DictSample
DictSample(_data=None, **kwargs)Dynamic sample type providing dict-like access to raw msgpack data.
This class is the default sample type for datasets when no explicit type is specified. It stores the raw unpacked msgpack data and provides both attribute-style (sample.field) and dict-style (sample["field"]) access to fields.
DictSample is useful for: - Exploring datasets without defining a schema first - Working with datasets that have variable schemas - Prototyping before committing to a typed schema
To convert to a typed schema, use Dataset.as_type() with a @packable-decorated class.
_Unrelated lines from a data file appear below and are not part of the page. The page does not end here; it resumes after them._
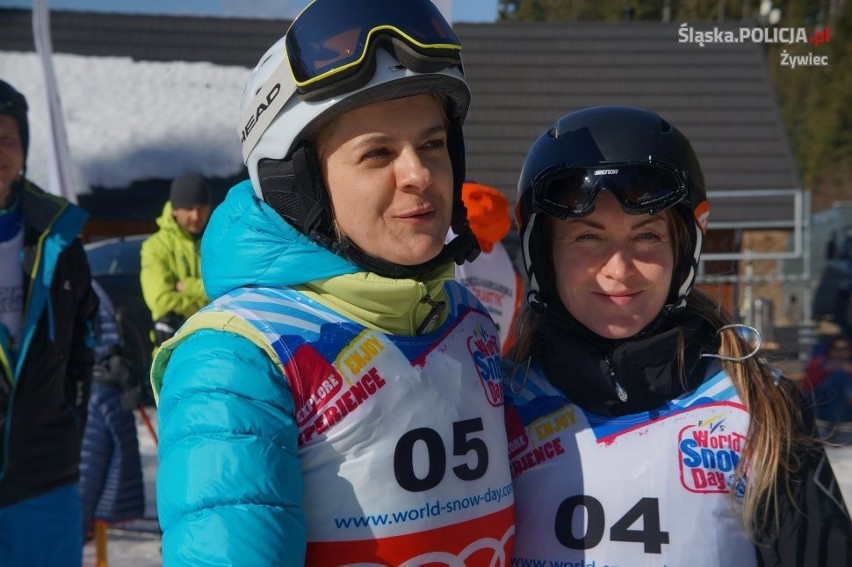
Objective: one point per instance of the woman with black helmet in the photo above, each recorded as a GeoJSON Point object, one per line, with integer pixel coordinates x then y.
{"type": "Point", "coordinates": [642, 428]}
{"type": "Point", "coordinates": [339, 401]}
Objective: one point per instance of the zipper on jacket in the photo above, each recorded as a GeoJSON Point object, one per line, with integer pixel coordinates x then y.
{"type": "Point", "coordinates": [437, 307]}
{"type": "Point", "coordinates": [619, 390]}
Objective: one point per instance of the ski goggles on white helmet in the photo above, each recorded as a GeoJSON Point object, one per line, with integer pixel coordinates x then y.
{"type": "Point", "coordinates": [329, 51]}
{"type": "Point", "coordinates": [641, 188]}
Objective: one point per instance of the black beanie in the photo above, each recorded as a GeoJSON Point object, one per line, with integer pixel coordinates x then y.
{"type": "Point", "coordinates": [189, 190]}
{"type": "Point", "coordinates": [13, 103]}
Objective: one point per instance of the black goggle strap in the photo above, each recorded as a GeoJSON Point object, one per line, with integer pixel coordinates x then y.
{"type": "Point", "coordinates": [265, 106]}
{"type": "Point", "coordinates": [590, 191]}
{"type": "Point", "coordinates": [534, 298]}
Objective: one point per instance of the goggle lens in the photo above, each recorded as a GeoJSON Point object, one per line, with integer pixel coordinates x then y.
{"type": "Point", "coordinates": [331, 36]}
{"type": "Point", "coordinates": [640, 188]}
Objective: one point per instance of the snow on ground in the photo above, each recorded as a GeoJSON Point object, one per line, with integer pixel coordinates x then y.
{"type": "Point", "coordinates": [141, 548]}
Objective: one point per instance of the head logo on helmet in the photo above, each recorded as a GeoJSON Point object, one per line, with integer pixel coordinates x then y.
{"type": "Point", "coordinates": [336, 56]}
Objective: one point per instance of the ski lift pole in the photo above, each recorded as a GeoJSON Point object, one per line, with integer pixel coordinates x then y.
{"type": "Point", "coordinates": [100, 543]}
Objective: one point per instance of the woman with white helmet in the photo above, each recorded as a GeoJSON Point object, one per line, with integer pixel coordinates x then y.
{"type": "Point", "coordinates": [642, 428]}
{"type": "Point", "coordinates": [339, 401]}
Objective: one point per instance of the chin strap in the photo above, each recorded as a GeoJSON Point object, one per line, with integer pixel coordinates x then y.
{"type": "Point", "coordinates": [463, 248]}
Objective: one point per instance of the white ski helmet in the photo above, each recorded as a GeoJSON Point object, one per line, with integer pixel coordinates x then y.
{"type": "Point", "coordinates": [336, 56]}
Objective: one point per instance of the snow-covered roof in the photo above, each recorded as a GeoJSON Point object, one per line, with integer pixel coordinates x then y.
{"type": "Point", "coordinates": [128, 120]}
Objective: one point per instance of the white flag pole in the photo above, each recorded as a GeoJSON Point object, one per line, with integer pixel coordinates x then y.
{"type": "Point", "coordinates": [59, 176]}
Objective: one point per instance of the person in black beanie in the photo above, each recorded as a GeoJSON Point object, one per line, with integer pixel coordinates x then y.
{"type": "Point", "coordinates": [171, 259]}
{"type": "Point", "coordinates": [47, 314]}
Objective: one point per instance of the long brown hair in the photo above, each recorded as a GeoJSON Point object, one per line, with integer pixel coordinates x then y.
{"type": "Point", "coordinates": [776, 433]}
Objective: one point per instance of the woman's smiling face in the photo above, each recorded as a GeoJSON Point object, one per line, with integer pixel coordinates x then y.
{"type": "Point", "coordinates": [613, 270]}
{"type": "Point", "coordinates": [388, 173]}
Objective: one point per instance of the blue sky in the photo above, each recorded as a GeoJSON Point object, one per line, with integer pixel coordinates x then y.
{"type": "Point", "coordinates": [462, 10]}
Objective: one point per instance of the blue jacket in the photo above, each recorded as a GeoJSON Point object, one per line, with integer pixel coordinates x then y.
{"type": "Point", "coordinates": [221, 380]}
{"type": "Point", "coordinates": [44, 386]}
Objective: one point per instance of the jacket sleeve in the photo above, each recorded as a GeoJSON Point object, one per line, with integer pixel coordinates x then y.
{"type": "Point", "coordinates": [82, 354]}
{"type": "Point", "coordinates": [158, 281]}
{"type": "Point", "coordinates": [815, 528]}
{"type": "Point", "coordinates": [229, 485]}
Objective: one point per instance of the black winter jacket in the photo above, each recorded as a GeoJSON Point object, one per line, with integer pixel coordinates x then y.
{"type": "Point", "coordinates": [44, 390]}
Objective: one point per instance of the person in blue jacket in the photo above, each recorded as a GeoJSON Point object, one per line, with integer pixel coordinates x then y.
{"type": "Point", "coordinates": [644, 428]}
{"type": "Point", "coordinates": [339, 401]}
{"type": "Point", "coordinates": [111, 483]}
{"type": "Point", "coordinates": [47, 312]}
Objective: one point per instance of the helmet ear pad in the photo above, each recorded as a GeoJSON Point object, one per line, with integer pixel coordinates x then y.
{"type": "Point", "coordinates": [294, 188]}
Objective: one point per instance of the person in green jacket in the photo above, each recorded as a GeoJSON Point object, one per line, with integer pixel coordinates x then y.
{"type": "Point", "coordinates": [171, 260]}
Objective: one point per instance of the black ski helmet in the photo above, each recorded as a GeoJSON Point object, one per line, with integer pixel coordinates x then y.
{"type": "Point", "coordinates": [614, 137]}
{"type": "Point", "coordinates": [13, 103]}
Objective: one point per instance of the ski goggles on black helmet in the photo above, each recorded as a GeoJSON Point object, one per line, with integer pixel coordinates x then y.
{"type": "Point", "coordinates": [329, 44]}
{"type": "Point", "coordinates": [641, 188]}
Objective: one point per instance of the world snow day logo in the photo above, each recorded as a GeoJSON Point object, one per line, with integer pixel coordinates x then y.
{"type": "Point", "coordinates": [766, 35]}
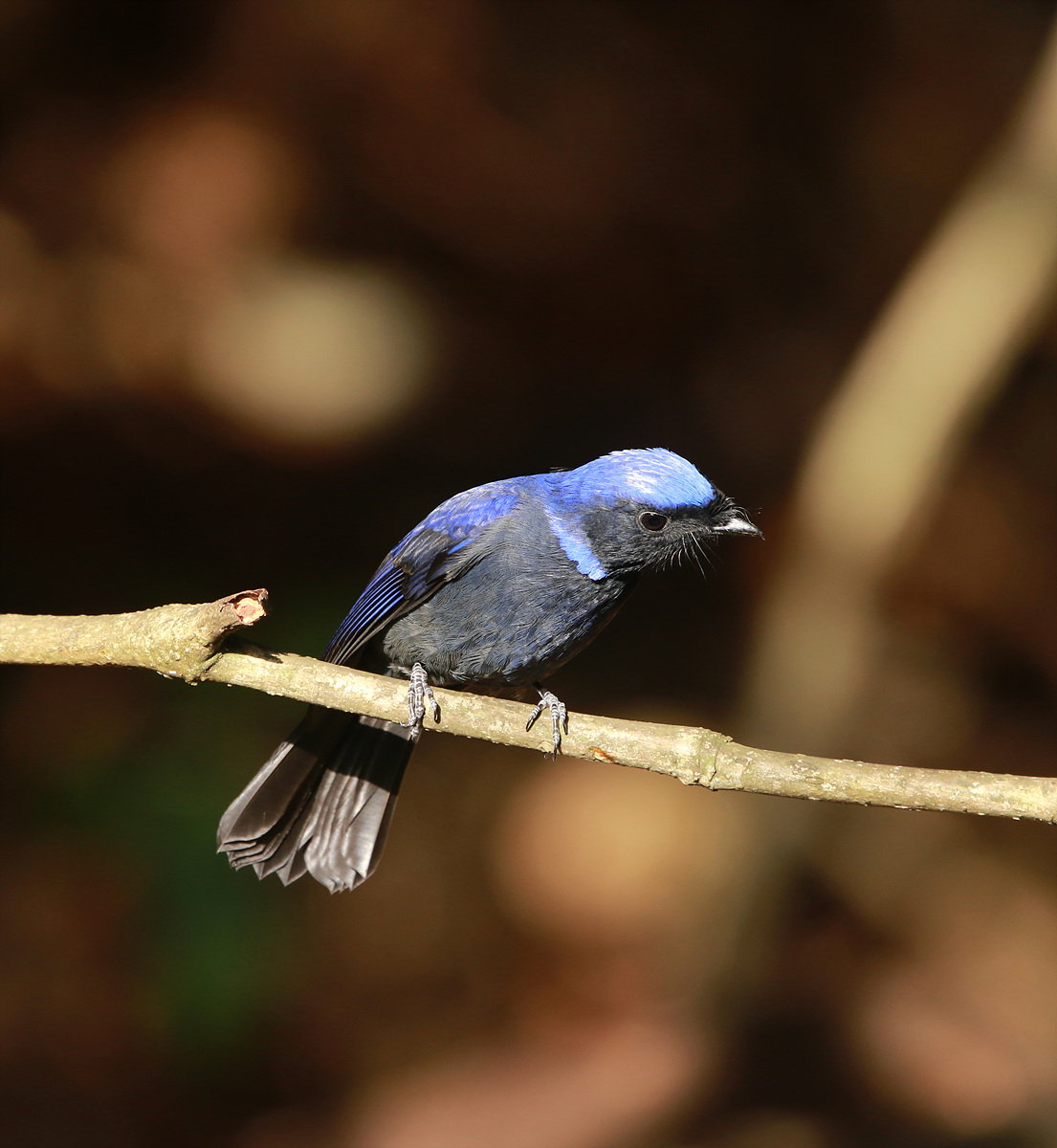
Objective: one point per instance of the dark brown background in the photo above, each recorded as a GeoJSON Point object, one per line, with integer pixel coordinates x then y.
{"type": "Point", "coordinates": [469, 239]}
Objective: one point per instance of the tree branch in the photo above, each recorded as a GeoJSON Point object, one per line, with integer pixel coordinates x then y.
{"type": "Point", "coordinates": [184, 641]}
Every @packable class automatically registers a lens from DictSample, making this conversion seamless.
Examples
>>> ds = load_dataset("path/to/data.tar") # Returns Dataset[DictSample]
>>> for sample in ds.ordered():
... print(sample.some_field) # Attribute access
... print(sample["other_field"]) # Dict access
... print(sample.keys()) # Inspect available fields
...
>>> # Convert to typed schema
>>> typed_ds = ds.as_type(MyTypedSample)Note
NDArray fields are stored as raw bytes in DictSample. They are only converted to numpy arrays when accessed through a typed sample class.
Attributes
| Name | Description |
|---|---|
| as_wds | Pack this sample’s data for writing to WebDataset. |
| packed | Pack this sample’s data into msgpack bytes. |
Methods
| Name | Description |
|---|---|
| from_bytes | Create a DictSample from raw msgpack bytes. |
| from_data | Create a DictSample from unpacked msgpack data. |
| get | Get a field value with optional default. |
| items | Return list of (field_name, value) tuples. |
| keys | Return list of field names. |
| to_dict | Return a copy of the underlying data dictionary. |
| values | Return list of field values. |
from_bytes
DictSample.from_bytes(bs)Create a DictSample from raw msgpack bytes.
Parameters
| Name | Type | Description | Default |
|---|---|---|---|
| bs | bytes | Raw bytes from a msgpack-serialized sample. | required |
Returns
| Name | Type | Description |
|---|---|---|
| DictSample | New DictSample instance with the unpacked data. |
from_data
DictSample.from_data(data)Create a DictSample from unpacked msgpack data.
Parameters
| Name | Type | Description | Default |
|---|---|---|---|
| data | dict[str, Any] | Dictionary with field names as keys. | required |
Returns
| Name | Type | Description |
|---|---|---|
| DictSample | New DictSample instance wrapping the data. |
get
DictSample.get(key, default=None)Get a field value with optional default.
Parameters
| Name | Type | Description | Default |
|---|---|---|---|
| key | str | Field name to access. | required |
| default | Any | Value to return if field doesn’t exist. | None |
Returns
| Name | Type | Description |
|---|---|---|
| Any | The field value or default. |
items
DictSample.items()Return list of (field_name, value) tuples.
keys
DictSample.keys()Return list of field names.
to_dict
DictSample.to_dict()Return a copy of the underlying data dictionary.
values
DictSample.values()Return list of field values.